鹿野道彦 今日の主張

 ◎景気底打ち宣言

17日、政府は景気の基調判断を一部に持ち直しの動きがみられるとして、事実上の景気底打ちを宣言した。
正直なところ政府は焦っているのではとの感は否めない。
過去に於いても総選挙を前に当時の船田元経済企画庁長官が、そして堺屋太一長官時に景気回復宣言を行ったことがある。しかしながら総選挙が終わった後に、それぞれ判断を訂正しなければならなかったのだ。
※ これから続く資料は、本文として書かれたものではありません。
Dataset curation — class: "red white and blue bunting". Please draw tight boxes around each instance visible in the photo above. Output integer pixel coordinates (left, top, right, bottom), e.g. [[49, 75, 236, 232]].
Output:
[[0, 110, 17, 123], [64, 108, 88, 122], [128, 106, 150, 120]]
すなわち選挙を前にしての先走りの判断が誤っていたのだ。
この度も確かに与謝野経済財政相が述べた数字から、自動車・家電産業等、景気の落ち込みが激しかった分野に生産回復の兆しはみられ、株価も1万円の大台にまで上昇してきているが、果たして本当に底を打ったのだろうか。
これから6月末までの企業の株主総会の時期に、企業の決算の発表を控えている。株価の動きも政府が公的資金導入で相当支えているようだが、限界もあるだろう。
更に雇用の底は打ったのか。
地方の経済の底は打ったのか。見極めなければならない。
どうみても政府の判断と地域経済の実態には、まだまだ乖離がある。政府の判断に違和感を持たざるを得ない。景気判断する時は、政治の都合は出来るだけ慎重でなければならないと考える。